光が、消えかけの蛍光灯のように反応し、チリチリと頭の中で会話が完成する。

(そうか。よかったな・・・)と応えてくれた。いや、きっとそう応えてくれたに違いないという気持ちが勝手な言葉を作っていたのかもしれない。

木を伐採し、剣をつくり、昼間のうちに狩りをして動物の肉を焼き、夜は洞穴のような家で露をしのぎ、ときには帰り道に迷いながらも何とかここまで生き抜くことができた。ゾンビの襲来や蜘蛛の大量発生とも戦い、傷を負い死ぬかもしれないという場面に何度も遭遇し、辛くも次の朝を迎えることができた。

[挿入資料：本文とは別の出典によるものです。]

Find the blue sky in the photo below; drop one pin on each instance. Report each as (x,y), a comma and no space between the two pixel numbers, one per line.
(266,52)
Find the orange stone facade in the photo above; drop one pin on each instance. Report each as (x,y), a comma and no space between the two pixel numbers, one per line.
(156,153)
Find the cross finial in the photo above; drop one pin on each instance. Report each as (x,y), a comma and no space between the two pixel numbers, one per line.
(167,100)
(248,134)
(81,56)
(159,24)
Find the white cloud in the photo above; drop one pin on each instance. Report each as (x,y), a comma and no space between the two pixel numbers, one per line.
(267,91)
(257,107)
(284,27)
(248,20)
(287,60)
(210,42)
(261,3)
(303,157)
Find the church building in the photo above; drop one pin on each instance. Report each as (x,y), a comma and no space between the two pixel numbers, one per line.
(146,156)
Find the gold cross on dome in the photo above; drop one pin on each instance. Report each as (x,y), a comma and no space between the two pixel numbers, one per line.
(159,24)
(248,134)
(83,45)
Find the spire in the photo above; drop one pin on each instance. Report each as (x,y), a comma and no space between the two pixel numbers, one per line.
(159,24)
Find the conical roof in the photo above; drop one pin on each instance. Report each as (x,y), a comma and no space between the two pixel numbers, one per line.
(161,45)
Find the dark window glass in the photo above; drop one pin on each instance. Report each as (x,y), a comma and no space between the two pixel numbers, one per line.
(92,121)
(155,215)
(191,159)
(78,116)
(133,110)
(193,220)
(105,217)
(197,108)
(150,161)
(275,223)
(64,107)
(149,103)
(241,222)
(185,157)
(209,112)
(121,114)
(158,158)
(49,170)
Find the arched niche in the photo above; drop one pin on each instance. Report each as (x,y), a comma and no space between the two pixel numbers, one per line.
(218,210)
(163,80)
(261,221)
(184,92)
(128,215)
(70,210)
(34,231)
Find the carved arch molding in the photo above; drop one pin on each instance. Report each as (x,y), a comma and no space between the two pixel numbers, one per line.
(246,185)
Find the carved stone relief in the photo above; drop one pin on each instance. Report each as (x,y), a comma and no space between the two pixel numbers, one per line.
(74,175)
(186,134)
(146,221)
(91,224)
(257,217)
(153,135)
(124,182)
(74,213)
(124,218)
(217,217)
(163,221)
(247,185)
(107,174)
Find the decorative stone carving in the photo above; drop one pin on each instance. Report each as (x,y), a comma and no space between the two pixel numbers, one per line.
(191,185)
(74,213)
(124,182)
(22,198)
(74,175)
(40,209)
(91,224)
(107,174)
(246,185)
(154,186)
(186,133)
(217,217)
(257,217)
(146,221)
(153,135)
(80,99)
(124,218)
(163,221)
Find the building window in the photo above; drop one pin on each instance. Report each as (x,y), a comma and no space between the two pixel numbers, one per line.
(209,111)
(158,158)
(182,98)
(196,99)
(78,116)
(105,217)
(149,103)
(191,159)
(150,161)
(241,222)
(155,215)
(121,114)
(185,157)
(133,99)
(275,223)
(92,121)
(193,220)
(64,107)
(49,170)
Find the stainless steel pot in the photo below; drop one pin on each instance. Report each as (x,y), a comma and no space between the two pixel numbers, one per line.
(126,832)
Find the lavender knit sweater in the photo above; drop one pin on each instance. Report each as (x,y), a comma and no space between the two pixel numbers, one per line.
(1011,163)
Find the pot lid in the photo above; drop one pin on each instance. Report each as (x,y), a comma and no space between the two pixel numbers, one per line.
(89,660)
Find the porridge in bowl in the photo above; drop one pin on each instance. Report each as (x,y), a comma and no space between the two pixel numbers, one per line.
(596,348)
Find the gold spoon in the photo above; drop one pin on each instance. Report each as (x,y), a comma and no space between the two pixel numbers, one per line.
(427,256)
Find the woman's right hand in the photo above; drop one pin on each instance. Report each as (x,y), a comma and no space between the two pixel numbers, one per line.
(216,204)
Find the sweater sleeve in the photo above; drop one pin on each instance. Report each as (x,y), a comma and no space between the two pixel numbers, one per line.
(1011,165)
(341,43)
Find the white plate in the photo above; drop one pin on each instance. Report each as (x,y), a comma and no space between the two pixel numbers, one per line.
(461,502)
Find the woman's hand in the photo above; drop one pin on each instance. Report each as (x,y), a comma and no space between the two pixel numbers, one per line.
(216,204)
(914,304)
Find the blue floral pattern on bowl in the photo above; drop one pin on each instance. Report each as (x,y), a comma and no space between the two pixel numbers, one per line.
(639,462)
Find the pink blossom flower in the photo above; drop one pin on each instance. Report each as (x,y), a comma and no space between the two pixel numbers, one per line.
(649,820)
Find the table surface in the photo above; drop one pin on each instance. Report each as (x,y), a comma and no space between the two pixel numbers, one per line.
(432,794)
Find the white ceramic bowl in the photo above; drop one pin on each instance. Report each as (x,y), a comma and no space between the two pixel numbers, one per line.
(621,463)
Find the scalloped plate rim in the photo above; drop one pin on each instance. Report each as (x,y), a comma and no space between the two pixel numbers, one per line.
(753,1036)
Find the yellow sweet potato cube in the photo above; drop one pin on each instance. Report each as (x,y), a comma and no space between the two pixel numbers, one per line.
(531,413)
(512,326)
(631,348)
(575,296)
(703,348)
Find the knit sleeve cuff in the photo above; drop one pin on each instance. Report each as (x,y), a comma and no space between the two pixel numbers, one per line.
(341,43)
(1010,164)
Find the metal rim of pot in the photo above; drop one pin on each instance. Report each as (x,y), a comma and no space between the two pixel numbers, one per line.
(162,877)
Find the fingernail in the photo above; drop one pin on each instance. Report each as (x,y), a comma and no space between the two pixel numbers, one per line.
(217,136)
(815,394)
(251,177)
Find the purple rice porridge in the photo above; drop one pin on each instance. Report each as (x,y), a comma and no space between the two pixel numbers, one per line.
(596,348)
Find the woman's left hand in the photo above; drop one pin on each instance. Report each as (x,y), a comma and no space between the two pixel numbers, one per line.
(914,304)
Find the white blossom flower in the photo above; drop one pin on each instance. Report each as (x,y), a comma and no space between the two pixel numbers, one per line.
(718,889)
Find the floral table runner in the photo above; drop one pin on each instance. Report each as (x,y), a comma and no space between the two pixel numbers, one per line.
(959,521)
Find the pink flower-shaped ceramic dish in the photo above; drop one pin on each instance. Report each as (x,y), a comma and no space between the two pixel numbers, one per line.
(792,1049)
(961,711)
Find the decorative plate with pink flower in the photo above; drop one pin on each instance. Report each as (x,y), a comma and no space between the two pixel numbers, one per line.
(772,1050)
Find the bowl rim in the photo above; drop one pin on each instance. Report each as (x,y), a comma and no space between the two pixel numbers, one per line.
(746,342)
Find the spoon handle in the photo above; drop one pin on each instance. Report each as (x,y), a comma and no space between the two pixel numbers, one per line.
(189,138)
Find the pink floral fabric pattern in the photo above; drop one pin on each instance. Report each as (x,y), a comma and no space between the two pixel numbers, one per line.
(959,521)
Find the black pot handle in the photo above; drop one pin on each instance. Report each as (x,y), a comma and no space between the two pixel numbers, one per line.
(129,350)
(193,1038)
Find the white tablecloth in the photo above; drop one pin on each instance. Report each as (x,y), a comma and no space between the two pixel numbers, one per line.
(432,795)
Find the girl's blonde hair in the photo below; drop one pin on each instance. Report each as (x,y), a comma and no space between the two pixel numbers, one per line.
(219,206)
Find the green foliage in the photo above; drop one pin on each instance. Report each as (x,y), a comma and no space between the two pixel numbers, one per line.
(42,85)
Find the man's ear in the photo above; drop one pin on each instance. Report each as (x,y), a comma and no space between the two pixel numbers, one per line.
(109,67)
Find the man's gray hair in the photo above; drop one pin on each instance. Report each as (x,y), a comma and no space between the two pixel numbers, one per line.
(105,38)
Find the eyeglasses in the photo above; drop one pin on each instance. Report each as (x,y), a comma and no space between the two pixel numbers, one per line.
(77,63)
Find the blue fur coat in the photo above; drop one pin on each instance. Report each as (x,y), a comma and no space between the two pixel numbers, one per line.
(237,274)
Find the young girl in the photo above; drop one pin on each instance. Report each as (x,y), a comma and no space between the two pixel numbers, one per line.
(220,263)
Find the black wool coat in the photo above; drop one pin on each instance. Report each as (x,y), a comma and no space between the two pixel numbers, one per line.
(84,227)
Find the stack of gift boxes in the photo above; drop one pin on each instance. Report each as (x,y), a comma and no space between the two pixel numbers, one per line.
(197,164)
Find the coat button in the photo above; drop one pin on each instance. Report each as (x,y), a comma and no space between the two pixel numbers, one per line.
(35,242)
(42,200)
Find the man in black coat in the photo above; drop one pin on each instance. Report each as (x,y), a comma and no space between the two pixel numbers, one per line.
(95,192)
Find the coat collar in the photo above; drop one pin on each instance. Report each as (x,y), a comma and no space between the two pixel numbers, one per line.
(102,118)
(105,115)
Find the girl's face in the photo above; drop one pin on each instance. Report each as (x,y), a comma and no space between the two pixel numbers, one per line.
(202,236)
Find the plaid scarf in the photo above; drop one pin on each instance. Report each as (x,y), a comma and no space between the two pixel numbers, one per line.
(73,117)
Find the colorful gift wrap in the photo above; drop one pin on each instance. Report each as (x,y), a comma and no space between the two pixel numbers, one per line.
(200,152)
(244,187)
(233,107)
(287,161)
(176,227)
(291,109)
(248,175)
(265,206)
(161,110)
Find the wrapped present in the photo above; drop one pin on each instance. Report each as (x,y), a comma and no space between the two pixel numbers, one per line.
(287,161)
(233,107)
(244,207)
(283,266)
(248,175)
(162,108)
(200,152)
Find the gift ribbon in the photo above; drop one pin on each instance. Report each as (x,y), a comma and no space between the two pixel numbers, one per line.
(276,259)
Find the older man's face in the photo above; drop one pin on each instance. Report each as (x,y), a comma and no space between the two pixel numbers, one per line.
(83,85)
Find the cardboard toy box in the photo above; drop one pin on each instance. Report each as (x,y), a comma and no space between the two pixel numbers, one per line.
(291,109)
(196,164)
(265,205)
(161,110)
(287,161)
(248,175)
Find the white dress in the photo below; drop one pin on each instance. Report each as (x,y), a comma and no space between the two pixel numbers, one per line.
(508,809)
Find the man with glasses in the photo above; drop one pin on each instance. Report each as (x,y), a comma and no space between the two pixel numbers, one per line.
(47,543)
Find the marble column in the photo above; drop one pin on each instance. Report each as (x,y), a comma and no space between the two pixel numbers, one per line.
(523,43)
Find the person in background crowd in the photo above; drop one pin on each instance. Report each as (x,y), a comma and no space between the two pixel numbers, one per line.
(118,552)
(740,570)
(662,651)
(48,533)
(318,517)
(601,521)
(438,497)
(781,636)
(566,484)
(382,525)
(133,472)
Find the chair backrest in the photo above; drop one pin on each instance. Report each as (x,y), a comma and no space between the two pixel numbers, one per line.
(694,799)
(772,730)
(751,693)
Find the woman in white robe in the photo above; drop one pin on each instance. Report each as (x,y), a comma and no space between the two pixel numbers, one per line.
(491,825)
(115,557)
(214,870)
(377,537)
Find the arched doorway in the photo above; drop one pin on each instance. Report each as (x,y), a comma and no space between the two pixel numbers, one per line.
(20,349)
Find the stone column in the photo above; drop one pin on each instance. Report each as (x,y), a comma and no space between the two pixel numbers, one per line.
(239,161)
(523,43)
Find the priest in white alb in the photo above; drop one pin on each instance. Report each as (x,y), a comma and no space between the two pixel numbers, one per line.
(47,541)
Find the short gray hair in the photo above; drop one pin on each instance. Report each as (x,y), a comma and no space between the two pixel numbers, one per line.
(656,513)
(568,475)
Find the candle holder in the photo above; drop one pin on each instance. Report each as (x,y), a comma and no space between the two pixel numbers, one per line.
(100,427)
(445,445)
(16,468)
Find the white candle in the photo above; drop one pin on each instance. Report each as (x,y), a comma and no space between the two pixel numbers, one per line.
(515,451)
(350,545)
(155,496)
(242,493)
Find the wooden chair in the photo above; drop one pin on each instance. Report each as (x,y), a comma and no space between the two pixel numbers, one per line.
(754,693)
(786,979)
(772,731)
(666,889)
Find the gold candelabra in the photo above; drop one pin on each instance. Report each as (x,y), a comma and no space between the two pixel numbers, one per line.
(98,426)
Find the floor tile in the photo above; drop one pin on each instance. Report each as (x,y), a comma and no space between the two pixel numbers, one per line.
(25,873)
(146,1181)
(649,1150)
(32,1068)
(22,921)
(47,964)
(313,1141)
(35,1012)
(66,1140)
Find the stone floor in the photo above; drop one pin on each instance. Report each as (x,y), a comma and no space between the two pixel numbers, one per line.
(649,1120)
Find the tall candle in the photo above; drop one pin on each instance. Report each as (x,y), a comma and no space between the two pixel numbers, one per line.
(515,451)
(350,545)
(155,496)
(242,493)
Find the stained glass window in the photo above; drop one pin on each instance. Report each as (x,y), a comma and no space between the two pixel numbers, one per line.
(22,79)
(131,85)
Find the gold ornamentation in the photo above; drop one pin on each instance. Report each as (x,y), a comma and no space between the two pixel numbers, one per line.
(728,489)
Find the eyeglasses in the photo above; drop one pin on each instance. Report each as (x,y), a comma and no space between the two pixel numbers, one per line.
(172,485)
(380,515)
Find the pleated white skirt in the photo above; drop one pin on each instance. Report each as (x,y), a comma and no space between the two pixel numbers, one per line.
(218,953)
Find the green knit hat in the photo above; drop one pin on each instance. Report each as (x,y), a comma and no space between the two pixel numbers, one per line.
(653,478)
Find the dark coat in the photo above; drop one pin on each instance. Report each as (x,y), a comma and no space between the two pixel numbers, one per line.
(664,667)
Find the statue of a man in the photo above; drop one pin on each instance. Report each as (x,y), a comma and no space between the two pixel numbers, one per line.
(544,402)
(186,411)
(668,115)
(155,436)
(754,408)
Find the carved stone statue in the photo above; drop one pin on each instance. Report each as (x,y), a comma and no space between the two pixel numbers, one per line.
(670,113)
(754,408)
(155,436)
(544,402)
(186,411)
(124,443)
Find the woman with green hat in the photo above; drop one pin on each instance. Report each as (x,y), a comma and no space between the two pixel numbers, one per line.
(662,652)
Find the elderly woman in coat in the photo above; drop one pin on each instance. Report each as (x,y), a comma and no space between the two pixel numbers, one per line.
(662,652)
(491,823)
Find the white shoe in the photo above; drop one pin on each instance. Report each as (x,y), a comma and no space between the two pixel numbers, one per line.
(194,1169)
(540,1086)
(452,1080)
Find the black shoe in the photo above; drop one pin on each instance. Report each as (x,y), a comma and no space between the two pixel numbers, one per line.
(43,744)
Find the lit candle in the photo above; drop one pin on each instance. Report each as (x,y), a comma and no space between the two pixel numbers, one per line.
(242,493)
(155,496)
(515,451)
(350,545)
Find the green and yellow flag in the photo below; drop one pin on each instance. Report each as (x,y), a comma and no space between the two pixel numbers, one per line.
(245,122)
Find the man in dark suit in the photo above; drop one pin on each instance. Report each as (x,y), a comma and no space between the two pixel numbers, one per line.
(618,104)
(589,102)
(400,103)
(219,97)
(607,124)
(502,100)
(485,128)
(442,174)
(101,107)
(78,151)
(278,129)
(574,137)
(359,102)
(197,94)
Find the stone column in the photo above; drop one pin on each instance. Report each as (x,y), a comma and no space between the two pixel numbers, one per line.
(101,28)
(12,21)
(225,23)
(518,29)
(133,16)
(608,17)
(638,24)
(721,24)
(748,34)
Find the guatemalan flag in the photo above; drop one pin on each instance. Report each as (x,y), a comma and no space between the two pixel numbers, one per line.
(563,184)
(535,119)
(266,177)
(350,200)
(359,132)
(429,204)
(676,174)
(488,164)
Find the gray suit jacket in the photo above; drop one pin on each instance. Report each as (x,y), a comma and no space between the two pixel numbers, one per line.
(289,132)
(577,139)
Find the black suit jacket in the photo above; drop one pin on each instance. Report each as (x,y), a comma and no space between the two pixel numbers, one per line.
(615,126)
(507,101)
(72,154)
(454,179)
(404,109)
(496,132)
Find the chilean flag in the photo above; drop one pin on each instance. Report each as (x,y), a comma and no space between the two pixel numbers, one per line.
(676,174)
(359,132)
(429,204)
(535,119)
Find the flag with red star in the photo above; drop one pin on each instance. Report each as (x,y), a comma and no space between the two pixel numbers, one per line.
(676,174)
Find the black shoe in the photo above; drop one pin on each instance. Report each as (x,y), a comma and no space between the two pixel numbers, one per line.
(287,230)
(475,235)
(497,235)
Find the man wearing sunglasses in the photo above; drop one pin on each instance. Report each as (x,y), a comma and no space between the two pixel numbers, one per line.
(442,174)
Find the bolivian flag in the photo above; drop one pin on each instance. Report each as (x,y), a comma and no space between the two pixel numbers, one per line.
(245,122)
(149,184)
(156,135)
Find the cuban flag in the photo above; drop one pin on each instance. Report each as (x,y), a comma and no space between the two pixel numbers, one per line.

守りの大樹のご加護、ジュンペイはそう思い込んでいた。守りの大樹に宿る精霊を父だと思い込むことで偶像化することができていたのだろう。

 その昔、ジュンペイが11歳の頃、Lobbyが生まれる前の中心世界は、通称”world”と言われた。誰もその本当の名前を知らなかったため、いつしか「ワールド」という俗称で通ってしまっていた。商業や様々な施設が次々と発達し、争いもない平和な世界だった。ところがある日突然、異空間フォルダに取り込まれてしまい、その存在が消滅したのだ。何者かの大規模な電磁攻撃により信号が完全に細分化され、0の信号と1の信号に分断された。もはや修復不可能となったとき、最後の最後まで電磁攻撃を食い止めるべく残ったのが、ジュンペイの父だった。


 突如、天空の遥か彼方に出現した大きな島を見つけたジュンペイは。貴重なルーンをひとつ消費して、巨大な島に降り立った。吸い寄せられるように巨大樹の元に辿り着いたとき、すぐにその場所はLobbyと名づけられた。

 我武者羅にただ生き抜くことだけを考えていた一年。装備も少しずつ整い、狩りの腕もあがった。安全な場所と危険な場所の見分けがつくようになり、動物を焼くかまどや食料や装備、武器を蓄えておくチェスト、ベッド、クラフトテーブルなどが揃い、最初の家から比べると少しまともな家に住めるようにもなった。ちょうどその頃から、Lobbyには少しずつ異変が起こり始めた。


 移住民がだんだんとLobbyに降り立ち始めたのだ。

本物の世界にある特殊なWEBサイトで、特殊なランチャーを手に入れ、特殊な暗号を知ったものだけが飛び込むことが出来る世界。これは偽者の世界ではなく、2070年の世界認定されたサーバー移住許可事業の隠れ目玉として、米国から発信した最先端技術を利用したサイバースペース・・・つまり第二の世界ということになる。

第二の世界は、数万とも言われているサイバースペースの分岐サーバーが設置され、世界で運営されている。本物の世界に残る身体に分けれを告げるわけだから、屍同然の状態にはなるが、生身の身体は腐敗せず確実に保管される。但し、ここには大きなそして絶対に忘れることが出来ないルールがある。

それは『2回しか往復してはならない』という厳格なルールだ。

1回目 本物の世界⇒第二の世界(片道)  第二の世界⇒本物の世界(ここで往復となる)

2回目 本物の世界⇒第二の世界(片道) 第二の世界⇒本物の世界(ここで2回目の往復となる)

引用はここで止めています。